The Sixth Circuit Court of Appeals yesterday ruled that just the parts of the TCPA that were deemed to be unconstitutional are applied retroactively, and that the rest of the law stands as written, in reversing a lower court’s ruling that had granted a motion to dismiss on the basis that the TCPA itself was unconstitutional for the five years in which the government-backed debt collection exemption existed.
A copy of the ruling in the case of Lindenbaum v. Realgy can be accessed by clicking here.
The plaintiff alleged she received two pre-recorded calls, one to her cell phone and one to her landline, without providing her consent to receive such calls. The call to her cell phone was made before she filed her lawsuit against the defendant; the call to her landline was made after the suit was filed.
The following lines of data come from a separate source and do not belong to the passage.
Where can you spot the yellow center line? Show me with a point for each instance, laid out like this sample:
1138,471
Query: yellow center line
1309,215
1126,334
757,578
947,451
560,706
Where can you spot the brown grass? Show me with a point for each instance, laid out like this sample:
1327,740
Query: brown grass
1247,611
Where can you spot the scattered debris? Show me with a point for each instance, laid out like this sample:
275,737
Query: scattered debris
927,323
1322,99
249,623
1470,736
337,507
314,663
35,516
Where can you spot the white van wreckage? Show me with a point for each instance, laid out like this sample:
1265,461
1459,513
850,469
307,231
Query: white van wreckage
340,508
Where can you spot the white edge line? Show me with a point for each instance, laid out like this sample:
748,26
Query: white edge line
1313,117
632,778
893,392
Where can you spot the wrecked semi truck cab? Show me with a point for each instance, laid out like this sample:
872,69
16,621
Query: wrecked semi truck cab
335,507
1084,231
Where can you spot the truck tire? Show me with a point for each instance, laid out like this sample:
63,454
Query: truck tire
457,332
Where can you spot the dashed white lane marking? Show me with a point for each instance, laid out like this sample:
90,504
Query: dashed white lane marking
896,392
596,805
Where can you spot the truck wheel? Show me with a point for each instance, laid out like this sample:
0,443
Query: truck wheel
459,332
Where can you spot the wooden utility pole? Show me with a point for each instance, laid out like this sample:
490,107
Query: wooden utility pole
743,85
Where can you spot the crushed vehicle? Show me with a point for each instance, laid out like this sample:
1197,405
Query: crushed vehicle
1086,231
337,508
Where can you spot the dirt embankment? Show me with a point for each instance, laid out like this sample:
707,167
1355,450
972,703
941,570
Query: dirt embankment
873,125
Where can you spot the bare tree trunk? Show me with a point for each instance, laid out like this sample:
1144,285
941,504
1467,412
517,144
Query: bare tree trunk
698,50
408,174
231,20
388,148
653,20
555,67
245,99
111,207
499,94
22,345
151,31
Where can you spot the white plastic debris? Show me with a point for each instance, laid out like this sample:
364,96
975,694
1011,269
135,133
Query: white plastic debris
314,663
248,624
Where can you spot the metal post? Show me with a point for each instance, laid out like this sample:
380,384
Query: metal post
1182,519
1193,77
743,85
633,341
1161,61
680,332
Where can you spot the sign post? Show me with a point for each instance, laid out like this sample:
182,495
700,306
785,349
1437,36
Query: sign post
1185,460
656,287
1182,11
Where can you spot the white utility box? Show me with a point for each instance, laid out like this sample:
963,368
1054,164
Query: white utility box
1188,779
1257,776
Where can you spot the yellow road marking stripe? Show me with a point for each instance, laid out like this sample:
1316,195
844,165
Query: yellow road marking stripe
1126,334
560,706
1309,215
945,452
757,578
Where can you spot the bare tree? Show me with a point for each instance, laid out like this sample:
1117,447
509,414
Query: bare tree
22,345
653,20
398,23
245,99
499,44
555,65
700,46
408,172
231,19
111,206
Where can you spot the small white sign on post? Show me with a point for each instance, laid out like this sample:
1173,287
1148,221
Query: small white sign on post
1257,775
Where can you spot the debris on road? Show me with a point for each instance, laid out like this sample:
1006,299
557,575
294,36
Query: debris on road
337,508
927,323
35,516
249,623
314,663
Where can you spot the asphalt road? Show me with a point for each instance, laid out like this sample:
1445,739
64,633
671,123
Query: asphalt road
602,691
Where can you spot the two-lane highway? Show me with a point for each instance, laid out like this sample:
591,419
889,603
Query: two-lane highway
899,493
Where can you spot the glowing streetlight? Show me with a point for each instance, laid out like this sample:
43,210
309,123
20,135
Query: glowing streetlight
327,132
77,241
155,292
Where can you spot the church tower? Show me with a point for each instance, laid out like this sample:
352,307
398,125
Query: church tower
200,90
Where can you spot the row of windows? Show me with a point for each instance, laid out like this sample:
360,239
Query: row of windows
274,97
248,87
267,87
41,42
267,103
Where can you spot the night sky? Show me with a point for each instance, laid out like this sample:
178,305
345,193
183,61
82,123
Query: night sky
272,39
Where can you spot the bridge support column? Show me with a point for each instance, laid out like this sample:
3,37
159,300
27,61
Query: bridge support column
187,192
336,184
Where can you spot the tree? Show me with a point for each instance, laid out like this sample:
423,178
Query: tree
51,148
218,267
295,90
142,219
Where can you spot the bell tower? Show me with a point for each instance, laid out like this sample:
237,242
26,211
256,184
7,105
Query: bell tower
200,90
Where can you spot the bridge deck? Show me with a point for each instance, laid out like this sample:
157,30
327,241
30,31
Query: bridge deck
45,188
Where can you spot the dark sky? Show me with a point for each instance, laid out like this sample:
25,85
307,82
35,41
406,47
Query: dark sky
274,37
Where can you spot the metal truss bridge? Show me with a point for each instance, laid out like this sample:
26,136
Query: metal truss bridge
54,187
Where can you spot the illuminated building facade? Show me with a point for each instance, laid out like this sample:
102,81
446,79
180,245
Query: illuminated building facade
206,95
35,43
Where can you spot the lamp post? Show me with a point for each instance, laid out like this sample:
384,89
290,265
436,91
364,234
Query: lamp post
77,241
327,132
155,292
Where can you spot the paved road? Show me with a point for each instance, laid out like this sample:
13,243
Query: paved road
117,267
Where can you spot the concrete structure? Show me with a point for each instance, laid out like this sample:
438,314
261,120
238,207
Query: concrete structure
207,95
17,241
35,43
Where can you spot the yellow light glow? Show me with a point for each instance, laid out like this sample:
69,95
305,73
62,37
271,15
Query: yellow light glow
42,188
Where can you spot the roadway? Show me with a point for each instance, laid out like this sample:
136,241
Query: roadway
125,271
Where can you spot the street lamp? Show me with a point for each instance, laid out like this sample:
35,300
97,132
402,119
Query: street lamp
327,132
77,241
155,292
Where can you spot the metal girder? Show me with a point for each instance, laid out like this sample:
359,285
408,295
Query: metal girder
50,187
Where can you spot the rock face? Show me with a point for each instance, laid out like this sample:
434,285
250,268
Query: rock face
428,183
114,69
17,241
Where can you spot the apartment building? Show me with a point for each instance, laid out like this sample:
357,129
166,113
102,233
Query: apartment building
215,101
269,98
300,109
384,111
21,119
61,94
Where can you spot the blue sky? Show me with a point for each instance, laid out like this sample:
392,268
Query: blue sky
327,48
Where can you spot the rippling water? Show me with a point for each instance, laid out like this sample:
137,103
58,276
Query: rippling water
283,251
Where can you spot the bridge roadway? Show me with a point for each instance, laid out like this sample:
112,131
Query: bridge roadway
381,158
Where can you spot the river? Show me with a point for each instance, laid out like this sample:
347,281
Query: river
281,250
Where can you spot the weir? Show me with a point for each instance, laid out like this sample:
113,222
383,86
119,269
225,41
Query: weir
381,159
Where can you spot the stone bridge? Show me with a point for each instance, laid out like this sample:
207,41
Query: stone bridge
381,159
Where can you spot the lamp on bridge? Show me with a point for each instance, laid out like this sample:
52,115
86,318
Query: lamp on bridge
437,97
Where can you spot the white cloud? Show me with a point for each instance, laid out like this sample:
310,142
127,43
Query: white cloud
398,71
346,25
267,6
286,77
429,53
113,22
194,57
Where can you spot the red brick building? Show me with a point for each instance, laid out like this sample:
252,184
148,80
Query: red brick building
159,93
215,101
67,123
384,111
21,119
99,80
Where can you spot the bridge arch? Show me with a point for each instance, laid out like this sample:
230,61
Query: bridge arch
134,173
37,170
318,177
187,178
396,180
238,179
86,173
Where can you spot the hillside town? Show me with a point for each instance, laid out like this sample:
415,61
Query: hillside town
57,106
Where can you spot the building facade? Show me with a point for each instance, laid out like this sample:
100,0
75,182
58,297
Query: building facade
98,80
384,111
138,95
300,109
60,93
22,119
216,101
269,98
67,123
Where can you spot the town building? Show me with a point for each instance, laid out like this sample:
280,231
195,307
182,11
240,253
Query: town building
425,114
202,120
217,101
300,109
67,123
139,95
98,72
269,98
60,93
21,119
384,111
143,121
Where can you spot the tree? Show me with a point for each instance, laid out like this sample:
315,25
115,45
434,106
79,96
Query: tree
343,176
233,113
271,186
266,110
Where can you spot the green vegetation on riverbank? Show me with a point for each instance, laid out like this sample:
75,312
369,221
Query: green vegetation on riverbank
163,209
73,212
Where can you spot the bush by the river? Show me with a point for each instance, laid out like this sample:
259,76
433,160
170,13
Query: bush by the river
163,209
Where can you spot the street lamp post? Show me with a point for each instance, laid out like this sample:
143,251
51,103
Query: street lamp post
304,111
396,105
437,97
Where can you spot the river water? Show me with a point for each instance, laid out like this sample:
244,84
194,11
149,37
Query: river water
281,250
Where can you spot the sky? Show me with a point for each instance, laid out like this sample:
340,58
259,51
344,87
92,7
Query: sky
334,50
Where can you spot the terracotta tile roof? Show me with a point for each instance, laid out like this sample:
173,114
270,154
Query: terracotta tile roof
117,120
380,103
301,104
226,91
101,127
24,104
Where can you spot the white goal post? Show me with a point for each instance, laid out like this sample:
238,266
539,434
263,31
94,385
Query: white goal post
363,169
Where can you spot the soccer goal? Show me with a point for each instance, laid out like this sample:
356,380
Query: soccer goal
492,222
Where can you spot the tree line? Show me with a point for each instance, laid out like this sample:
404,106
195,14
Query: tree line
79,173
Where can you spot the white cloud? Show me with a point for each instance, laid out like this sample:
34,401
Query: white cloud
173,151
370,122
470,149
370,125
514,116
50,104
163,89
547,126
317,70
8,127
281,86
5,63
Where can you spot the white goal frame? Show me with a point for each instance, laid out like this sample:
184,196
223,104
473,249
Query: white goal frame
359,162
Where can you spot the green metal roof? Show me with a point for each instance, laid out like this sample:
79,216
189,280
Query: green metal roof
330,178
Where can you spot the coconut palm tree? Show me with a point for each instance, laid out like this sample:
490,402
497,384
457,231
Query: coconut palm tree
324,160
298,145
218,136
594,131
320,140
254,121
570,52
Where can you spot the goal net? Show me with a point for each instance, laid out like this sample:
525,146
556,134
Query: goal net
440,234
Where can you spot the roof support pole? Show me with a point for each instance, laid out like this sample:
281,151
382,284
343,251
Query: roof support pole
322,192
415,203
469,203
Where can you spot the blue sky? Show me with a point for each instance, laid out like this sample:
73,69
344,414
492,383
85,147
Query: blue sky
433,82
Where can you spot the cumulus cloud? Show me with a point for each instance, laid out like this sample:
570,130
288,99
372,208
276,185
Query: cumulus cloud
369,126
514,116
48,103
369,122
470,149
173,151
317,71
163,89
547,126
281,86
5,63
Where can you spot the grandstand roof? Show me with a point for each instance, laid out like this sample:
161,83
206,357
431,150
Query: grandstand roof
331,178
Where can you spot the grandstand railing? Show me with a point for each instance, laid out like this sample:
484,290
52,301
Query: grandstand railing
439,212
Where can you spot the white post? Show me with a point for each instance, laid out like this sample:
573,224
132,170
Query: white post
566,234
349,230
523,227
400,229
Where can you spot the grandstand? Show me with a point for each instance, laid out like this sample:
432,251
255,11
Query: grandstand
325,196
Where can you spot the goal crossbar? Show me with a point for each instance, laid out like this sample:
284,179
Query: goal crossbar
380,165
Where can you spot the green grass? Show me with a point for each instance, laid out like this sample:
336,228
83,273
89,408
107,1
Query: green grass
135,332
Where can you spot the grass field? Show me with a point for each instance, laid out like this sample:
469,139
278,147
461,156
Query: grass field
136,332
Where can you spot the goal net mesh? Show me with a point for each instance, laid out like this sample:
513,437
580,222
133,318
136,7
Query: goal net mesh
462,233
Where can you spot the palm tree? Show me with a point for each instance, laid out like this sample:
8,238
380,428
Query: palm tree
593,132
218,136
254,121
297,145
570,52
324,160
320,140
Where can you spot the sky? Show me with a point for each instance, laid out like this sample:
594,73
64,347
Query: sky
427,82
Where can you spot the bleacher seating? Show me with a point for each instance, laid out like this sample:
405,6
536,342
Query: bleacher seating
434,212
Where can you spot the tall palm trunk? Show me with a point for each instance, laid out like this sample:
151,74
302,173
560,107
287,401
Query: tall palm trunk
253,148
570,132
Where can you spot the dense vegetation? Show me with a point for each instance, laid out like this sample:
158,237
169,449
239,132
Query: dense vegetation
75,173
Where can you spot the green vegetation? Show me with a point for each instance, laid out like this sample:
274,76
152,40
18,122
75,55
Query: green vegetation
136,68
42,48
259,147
After the plaintiff filed her suit, the Supreme Court issued its ruling in Barr v. American Association of Political Consultants, in which the Court struck down the government-backed debt collection exemption that was added to the TCPA in 2015.
The issue then became whether the exemption invalidated the entire TCPA or just the part that was deemed to be unconstitutional. The Sixth Circuit yesterday said that “Courts do not rewrite, amend, or strike down statutes. We only ‘say what the law is.’ ”
After dealing with the issue of severing the exemption from the rest of the TCPA, the panel turned to the First Amendment implications of the exemption.
“Whether a debt collector had fair notice that it faced punishment for making robocalls turns on whether it reasonably believed that the statute expressly permitted its conduct,” the court wrote in its ruling. “That, in turn, will likely depend in part on whether the debt collector used robocalls to collect government debt or non-government debt. But applying the speech-neutral fair-notice defense in the speech context does not transform it into a speech restriction.”